A banner at Manchester City thanking the owner Sheikh Mansour in 2011.
A banner at Manchester City thanking the owner Sheikh Mansour in 2011. Photograph: Tom Jenkins/The Guardian

As for moral compromise, well who isn’t compromised we said. City fans were compromised the day they broke the transfer record by signing the attacking midfielder Steve Daley for £1.4m in 1979 (four goals in 48 league games, if you must know). All the top clubs were compromised when they signed up to the Premier League, as were those of us who bought into Sky TV and BT because there was no other way to get our fix. Sure, a few United fans showed their mettle by leaving Manchester United and forming FC United. But there were tens of thousands waiting to buy up their season tickets. And even if there weren’t there was global audience desperate to watch the big Premier League teams on the telly and buy up their replica shirts. And then the pandemic came, and there were no fans in the ground, and it didn’t really matter because the replica shirts were still being bought, TV money was still coming in, sportswashers extraordinaire were still soaping their kingdom’s dirty deeds in tales of football derring-do.

Did we complain about our owners? Of course, we didn’t. We just dreamed of ever greater success. So when they came for those too poor to watch the game, we might have muttered a few dissenting words, and then went on enjoying the glory days. When those with a moral conscience gave up on the club, we said they were supercilious prigs and we were better off without them. When socialists complained that bought success wasn’t true success, we dismissed them as killjoys. It just meant there were more tickets left for us.

Related: European Super League: backlash builds against breakaway plan – live!

And finally on Sunday the club came for us. City, along with the five others who make up the so-called big six (or more accurately, the rich six) told us in no uncertain terms what we’d known for ages but had not been prepared to admit – they couldn’t give two hoots about us. You want to stay in the Premier League, you want real competition, you want to subsidise the poorer clubs, you want to be able to go to see your team play away at Norwich or Brighton, they taunted, well stuff the lot of you, we no longer need withered “legacy fans” because there are millions of younger, fresher, richer suckers all over the world who will invest in our product.

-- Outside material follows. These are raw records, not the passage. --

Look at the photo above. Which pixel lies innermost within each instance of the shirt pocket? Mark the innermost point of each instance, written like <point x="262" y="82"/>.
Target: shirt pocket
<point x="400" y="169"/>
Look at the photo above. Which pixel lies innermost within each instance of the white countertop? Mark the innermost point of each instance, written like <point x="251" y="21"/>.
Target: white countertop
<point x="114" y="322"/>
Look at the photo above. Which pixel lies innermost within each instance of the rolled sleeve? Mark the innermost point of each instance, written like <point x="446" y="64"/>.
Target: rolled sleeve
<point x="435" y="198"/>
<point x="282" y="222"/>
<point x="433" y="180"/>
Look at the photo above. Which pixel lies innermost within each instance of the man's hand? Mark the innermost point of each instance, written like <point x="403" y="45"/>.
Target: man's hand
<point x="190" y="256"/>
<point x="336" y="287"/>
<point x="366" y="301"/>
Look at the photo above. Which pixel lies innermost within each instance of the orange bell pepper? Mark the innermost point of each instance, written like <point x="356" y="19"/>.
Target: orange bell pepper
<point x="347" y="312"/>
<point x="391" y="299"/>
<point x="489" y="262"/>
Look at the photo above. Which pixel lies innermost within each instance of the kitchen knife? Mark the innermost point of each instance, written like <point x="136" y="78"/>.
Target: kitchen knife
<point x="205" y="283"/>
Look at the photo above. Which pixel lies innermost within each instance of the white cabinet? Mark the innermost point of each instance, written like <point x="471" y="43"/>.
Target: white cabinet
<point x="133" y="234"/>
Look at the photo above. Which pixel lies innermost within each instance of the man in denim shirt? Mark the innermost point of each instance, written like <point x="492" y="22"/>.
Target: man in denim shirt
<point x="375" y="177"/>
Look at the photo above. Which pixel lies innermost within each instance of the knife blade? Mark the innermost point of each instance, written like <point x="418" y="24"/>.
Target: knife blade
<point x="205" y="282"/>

Should we feel sorry for ourselves? Not really. We had the opportunity to vote with our feet, our mouths and our placards, but we didn’t. Success was too alluring. Should we fans of the big six walk away from our clubs? Yes. Will we? Who am I to say. There were plenty of times when I could have and should have, but didn’t. And the last decade on the pitch has been wonderful. But supporters can now see the price we’ve paid for success. Once we made our clubs what they were, we paid the players wages; now we’re an irrelevance and an irritant.

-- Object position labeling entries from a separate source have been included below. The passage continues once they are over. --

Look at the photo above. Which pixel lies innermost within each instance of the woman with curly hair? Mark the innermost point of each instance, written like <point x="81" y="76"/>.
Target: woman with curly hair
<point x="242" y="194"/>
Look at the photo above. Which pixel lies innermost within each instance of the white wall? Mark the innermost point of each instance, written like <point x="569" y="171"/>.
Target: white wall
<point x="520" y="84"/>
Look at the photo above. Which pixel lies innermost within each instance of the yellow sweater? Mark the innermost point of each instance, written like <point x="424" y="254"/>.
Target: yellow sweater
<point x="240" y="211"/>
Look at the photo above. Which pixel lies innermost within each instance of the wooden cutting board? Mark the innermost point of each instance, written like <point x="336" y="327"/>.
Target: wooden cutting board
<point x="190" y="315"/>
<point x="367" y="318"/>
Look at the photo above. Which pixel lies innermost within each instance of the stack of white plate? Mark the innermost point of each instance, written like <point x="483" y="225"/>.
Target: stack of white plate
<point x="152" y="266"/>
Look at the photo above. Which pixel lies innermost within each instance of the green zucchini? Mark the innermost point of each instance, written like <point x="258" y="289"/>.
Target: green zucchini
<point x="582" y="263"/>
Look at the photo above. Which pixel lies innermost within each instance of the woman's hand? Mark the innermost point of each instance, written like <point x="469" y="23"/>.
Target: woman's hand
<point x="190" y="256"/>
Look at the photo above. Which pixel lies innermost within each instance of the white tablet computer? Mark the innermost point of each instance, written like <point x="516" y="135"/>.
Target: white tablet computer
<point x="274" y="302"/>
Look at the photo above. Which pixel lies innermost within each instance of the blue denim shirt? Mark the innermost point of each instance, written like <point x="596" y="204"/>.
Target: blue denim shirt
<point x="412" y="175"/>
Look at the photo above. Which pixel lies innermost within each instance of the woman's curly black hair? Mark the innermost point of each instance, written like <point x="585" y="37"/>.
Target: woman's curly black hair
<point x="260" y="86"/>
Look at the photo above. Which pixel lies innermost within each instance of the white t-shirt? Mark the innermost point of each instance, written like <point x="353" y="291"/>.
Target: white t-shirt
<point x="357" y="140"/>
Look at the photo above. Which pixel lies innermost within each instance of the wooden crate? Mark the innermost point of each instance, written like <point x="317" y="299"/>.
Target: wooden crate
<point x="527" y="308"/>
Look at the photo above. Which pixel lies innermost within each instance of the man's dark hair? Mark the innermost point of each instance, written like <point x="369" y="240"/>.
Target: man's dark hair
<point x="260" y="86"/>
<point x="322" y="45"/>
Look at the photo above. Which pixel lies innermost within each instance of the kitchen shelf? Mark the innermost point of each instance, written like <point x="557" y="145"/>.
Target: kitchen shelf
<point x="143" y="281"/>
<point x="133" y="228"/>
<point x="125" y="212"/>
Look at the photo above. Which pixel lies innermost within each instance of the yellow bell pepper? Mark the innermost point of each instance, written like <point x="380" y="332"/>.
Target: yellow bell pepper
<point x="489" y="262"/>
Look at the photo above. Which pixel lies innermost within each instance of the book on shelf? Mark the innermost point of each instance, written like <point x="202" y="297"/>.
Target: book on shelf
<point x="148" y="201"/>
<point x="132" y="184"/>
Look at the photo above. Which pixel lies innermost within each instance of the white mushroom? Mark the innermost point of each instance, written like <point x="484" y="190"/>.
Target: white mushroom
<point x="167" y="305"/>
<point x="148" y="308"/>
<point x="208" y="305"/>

To give the club its due, when Manchester City issued a statement on Sunday night it did acknowledge the role of the fans. “The club’s inclusion in the Super League will be an immediate focus for its continued engagement with supporters and other important stakeholders.” If I could begin to make sense of the sentence, I might well take offence at it.

But the meaning was far more obvious in the previous paragraph when it quoted the despised Manchester United co-chairman and vice-chairman of the Super League, Joel Glazer, saying: “By bringing together the world’s greatest clubs and players to play each other throughout the season, the Super League will open a new chapter for European football, ensuring world-class competition and facilities, and increased financial support for the wider football pyramid.”

Yes we can quibble with his logic – the pyramid will no longer exist once you’ve lopped off its top, and there can be no competition in a league where you can’t be relegated. But the essence of what City is saying to its fans could not be clearer – Joel Glazer and his merchants of greed mean far more to us than you relics will ever do.

At the Etihad Stadium on Monday, a handwritten banner was placed over the entrance to the Colin Bell stand: “127 years destroyed by greed”, it said in capital letters. A crowd gathered in front of it, heads bowed as if in mourning.